Dutch farmers can protest emissions cuts but they cannot block the country’s food supply ahead of Christmas, a court in the Netherlands ruled Tuesday.

LELYSTAD, Netherlands (CN) – Dutch farmers can protest emissions cuts but they cannot block the country’s food supply ahead of Christmas, a court in the Netherlands ruled Tuesday.

“These sorts of actions...would cause severe damage. Not only for the supermarkets but also for consumers and health care facilities,” Central Netherlands Court Judge Remco Hoekstra said in a statement.

In a statement posted on Facebook in response to the ruling, the Farmers Defense Force, or FDF, said, “We have been silenced,” but instructed its members to abide by the judge’s instructions.

The farmers’ advocacy group had been threatening to block food distribution centers in the Netherlands ahead of the Christmas holiday.

Farmers have been protesting since October over a Dutch court ruling earlier this year that invalidated a government policy allowing farmers and others to defer offsetting nitrogen emissions. Under European Union regulations, the release of nitrogen into the environment is restricted in protected areas.

Most of the problematic emissions in the Netherlands come from the agricultural sector. Dutch leaders have said farmers will need to reduce their amount of livestock to meet EU emissions standards.

In November, the government announced it will reduce the speed limit on highways as one partial solution.

In an interview with the national newspaper – the Algemeen Dagblad, or the AD – Jeroen van Maanen, one of the leaders of the FDF, said Monday, “With a little rebellion, we hope for a breakthrough in nitrogen rules.”

In response, the Centraal Bureau Levensmiddelenhandel, or CBL, an interest group that represents supermarket owners, filed a lawsuit to prevent farmers’ from disrupting supermarket distribution centers.

“It is senseless that the consumer be confronted with empty shelves, an empty refrigerator and an austere Christmas meal,” the CBL wrote in a public letter to the FDF.
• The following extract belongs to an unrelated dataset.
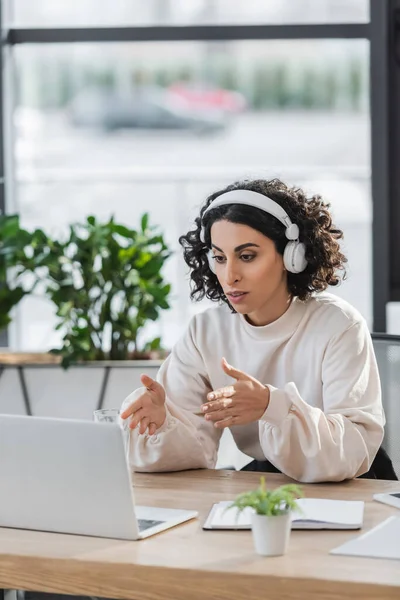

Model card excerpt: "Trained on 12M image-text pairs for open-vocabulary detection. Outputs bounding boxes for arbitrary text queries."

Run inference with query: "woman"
[120,178,388,482]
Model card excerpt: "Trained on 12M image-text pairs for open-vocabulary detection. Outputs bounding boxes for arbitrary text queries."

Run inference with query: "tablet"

Following the announcement of the lawsuit, the FDF said its members would not protest at food distribution centers. Their lawyer, Erik van der Goot, called the blockades “fake news” and said it was never part of the plan.
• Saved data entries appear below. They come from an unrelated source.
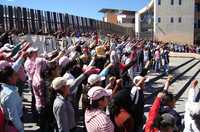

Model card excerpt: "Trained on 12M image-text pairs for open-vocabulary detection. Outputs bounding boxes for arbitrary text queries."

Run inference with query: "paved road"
[23,57,200,131]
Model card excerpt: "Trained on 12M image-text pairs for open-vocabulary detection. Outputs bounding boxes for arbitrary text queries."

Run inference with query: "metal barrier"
[0,4,128,35]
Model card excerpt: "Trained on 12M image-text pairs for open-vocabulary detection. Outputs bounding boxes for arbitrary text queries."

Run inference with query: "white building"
[135,0,199,45]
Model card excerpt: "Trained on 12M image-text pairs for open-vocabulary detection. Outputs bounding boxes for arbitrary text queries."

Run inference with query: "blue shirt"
[0,84,24,132]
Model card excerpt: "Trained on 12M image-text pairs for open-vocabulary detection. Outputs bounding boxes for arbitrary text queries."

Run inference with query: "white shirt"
[188,87,199,102]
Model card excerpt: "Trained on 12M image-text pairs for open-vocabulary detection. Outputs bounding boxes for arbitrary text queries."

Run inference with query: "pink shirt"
[32,58,48,108]
[85,109,114,132]
[154,50,160,60]
[24,58,36,81]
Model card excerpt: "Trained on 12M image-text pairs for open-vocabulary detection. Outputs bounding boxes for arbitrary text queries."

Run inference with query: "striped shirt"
[85,109,114,132]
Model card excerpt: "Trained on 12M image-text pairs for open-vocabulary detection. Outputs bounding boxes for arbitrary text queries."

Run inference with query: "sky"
[1,0,150,20]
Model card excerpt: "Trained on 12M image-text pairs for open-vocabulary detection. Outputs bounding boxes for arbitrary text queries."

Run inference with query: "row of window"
[158,0,182,5]
[157,17,182,23]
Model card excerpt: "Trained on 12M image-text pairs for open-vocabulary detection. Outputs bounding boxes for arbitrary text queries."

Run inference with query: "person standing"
[154,47,161,72]
[24,47,38,117]
[52,77,76,132]
[162,47,170,75]
[0,66,24,132]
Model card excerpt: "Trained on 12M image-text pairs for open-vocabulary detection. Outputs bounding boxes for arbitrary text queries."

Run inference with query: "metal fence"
[0,4,128,35]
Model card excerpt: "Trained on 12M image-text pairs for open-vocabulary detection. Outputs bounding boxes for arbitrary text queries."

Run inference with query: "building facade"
[99,8,135,27]
[135,0,200,45]
[99,8,135,37]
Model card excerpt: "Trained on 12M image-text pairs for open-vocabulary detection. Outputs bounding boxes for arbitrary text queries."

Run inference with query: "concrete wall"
[154,0,195,45]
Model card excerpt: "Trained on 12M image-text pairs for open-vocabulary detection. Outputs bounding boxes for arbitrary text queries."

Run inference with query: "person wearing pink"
[24,47,38,82]
[32,57,48,110]
[24,47,38,116]
[84,86,114,132]
[154,47,161,72]
[32,57,48,131]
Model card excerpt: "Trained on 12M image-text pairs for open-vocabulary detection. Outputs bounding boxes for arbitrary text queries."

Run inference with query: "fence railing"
[0,4,128,35]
However, in a letter obtained by the Dutch public broadcaster NOS, the FDF listed 45 distribution centers as potential locations for a protest, including the centers for the largest supermarket chains in the country.
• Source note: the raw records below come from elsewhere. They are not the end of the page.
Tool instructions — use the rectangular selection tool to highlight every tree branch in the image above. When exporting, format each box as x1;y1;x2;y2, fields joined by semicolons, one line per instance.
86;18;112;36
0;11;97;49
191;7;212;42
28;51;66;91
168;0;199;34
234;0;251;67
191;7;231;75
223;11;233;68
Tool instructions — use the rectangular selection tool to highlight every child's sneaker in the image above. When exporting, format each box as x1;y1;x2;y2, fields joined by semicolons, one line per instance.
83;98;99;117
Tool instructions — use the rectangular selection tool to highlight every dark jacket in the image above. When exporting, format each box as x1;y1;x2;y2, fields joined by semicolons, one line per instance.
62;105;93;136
The farmers are still planning some type of protest action on Wednesday, the nature of which will not be announced until that morning.

Another FDF leader, Mark van den Oever, told the NOS that the group hadn’t planned to protest against the CBL initially but now the organization was “higher on their list.”

If the farmers ignore the court order and block food distribution centers, they will be fined 100,000 euros, or $115,000, per day per location.